U.S. stock futures were slipping Tuesday, with investors opting to take some profit following seven straight days of gains for the benchmark S&P 500.
Futures tracking the Dow Jones Industrial Average fell 100 points, or 0.2%. S&P 500 futures and contracts tied to the tech-heavy Nasdaq 100 were each down 0.1%, after the gauges each notched record closing highs on Monday.
The yield on the 10-year Treasury note ticked up 2 basis points to 4.17%. The U.S. dollar climbed 0.2% against a weighted basket of its peers, and the most actively-traded gold contract was down 0.1%, having topped $4,000 an ounce for the first time ever overnight.
Wall Street looked set to take a breather following a sustained AI rally, which took a leg higher on Monday after chip maker Advanced Micro Devices and ChatGPT developer OpenAI announced a long-term deal.
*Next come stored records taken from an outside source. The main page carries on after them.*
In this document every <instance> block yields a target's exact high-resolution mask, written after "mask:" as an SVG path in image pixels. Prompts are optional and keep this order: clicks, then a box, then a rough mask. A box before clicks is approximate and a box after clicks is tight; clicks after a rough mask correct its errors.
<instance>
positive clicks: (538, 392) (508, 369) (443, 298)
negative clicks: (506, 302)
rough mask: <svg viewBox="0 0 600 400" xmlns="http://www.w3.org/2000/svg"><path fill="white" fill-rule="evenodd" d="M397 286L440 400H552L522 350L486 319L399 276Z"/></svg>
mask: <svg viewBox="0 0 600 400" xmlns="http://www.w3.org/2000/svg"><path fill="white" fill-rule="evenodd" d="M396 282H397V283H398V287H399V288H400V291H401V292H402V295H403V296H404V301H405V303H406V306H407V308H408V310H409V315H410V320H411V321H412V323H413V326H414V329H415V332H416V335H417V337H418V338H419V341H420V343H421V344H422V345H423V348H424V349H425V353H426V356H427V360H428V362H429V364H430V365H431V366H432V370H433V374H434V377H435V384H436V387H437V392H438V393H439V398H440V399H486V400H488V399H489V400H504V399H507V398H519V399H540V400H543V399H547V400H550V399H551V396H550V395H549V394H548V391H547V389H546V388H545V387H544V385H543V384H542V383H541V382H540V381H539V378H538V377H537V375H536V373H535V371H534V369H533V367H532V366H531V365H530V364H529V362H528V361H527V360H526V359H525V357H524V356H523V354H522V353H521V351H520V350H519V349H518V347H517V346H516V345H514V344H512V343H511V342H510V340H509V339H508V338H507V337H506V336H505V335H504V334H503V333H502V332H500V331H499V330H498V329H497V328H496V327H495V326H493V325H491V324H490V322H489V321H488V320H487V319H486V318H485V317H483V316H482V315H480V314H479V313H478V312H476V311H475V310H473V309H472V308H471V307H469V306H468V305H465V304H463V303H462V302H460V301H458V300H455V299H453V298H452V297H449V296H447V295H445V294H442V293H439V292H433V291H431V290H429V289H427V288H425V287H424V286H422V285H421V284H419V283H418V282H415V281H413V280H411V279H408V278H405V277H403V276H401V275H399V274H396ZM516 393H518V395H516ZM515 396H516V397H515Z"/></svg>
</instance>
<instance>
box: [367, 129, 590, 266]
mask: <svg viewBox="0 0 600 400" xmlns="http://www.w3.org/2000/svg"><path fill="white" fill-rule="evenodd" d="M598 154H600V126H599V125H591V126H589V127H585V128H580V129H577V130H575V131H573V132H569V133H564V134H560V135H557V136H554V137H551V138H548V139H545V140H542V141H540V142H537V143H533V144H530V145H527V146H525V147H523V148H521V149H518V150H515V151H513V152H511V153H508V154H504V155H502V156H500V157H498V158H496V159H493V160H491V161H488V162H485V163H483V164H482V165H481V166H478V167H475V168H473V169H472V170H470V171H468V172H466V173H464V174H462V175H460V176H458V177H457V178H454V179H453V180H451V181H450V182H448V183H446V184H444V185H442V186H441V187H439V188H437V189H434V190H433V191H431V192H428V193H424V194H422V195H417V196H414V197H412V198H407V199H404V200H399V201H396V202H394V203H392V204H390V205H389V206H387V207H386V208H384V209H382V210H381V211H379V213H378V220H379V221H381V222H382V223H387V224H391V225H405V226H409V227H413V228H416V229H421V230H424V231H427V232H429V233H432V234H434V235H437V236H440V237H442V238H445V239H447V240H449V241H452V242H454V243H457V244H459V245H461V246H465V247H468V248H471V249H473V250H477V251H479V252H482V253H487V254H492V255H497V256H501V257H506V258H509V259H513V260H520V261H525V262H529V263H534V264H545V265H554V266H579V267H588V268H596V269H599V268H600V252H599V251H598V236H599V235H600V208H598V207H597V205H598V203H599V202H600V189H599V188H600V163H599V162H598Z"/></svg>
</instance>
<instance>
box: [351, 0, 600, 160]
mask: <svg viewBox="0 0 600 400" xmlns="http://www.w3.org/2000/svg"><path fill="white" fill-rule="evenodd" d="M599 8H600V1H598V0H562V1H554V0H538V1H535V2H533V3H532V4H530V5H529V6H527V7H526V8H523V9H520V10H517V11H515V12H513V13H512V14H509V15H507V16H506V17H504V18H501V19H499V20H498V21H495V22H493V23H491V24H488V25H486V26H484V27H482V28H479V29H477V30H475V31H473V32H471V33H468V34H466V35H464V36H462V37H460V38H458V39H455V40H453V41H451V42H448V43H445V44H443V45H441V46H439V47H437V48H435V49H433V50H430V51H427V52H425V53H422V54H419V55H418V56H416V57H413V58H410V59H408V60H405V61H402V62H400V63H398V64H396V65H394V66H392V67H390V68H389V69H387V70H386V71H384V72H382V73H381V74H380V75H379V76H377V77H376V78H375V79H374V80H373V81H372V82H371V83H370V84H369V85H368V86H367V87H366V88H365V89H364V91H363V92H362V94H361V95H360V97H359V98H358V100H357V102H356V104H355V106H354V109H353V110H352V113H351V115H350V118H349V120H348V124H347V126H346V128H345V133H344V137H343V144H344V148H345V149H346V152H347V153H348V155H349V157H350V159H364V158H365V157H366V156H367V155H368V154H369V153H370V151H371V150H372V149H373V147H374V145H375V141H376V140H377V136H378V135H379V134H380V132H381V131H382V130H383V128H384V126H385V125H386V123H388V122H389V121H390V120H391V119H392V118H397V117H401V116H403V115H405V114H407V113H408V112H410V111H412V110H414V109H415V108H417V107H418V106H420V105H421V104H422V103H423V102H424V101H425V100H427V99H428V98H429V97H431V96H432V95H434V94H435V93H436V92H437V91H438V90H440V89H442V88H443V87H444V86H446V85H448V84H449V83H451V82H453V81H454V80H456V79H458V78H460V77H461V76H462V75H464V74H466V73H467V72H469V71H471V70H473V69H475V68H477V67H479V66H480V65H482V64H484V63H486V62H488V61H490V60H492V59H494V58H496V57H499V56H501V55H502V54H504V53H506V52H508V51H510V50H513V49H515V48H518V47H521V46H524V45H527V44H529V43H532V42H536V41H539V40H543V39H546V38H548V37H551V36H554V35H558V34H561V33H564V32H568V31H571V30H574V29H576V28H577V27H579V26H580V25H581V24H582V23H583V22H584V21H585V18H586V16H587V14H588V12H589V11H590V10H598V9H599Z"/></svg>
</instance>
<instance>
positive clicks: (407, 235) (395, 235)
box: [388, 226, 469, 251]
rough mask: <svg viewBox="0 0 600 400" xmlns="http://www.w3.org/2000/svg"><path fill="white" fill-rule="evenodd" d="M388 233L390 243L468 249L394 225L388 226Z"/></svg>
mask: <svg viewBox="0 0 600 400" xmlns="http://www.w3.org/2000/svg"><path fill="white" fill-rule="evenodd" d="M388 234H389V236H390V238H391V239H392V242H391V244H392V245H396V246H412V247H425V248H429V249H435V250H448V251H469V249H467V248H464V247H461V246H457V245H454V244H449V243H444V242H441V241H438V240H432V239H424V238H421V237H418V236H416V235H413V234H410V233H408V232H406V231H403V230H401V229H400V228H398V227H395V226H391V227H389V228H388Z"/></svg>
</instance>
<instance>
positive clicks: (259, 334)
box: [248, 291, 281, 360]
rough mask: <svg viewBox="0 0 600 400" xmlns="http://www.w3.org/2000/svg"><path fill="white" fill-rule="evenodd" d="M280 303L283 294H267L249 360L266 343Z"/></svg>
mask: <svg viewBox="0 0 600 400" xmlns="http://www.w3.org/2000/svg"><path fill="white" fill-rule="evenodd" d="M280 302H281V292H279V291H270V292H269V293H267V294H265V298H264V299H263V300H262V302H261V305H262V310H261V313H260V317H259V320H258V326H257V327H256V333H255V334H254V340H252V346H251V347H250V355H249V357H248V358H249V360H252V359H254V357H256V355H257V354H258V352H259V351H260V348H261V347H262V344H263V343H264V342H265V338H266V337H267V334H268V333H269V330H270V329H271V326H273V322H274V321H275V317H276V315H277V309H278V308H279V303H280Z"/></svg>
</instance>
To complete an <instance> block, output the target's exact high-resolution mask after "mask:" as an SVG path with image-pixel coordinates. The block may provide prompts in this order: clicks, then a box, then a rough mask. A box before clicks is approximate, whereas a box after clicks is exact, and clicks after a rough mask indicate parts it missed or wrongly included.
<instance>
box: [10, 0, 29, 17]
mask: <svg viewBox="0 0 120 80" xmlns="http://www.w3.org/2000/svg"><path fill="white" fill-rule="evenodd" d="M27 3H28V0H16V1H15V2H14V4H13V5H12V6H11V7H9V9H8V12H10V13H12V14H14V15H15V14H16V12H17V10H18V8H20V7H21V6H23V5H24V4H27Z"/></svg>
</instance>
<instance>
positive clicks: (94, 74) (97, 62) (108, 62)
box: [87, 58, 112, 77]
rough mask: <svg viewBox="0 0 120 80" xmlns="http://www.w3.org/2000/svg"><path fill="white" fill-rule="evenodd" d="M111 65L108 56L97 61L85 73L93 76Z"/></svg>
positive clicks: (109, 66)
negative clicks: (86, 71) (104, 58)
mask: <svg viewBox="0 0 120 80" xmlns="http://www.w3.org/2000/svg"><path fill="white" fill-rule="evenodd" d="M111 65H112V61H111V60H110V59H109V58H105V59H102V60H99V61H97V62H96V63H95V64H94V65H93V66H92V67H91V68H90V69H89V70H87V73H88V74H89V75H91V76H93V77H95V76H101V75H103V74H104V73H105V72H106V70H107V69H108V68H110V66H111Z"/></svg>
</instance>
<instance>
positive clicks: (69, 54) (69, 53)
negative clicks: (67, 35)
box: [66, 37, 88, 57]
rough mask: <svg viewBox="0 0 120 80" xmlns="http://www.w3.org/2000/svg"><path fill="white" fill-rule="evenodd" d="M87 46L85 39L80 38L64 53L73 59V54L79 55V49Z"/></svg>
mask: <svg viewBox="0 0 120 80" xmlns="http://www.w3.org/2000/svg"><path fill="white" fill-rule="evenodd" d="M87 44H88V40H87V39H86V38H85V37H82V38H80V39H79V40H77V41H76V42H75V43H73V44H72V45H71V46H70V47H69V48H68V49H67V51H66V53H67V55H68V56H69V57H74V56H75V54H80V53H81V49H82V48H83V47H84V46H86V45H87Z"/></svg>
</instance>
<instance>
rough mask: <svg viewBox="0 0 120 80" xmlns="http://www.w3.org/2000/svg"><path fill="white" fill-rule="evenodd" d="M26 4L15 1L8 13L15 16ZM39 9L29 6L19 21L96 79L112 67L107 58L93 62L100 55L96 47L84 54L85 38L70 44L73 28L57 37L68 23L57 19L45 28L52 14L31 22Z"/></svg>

At the same time, so-called safe havens such as gold have been benefiting from uncertainty about the ongoing government shutdown, now entering its seventh day.
The Senate failed on Monday to pass a Republican bill that would extend government funding and reopen operations by a vote of 52-42. There’s a 67% chance that the impasse drags on beyond Oct. 15, according to the online prediction market Polymarket.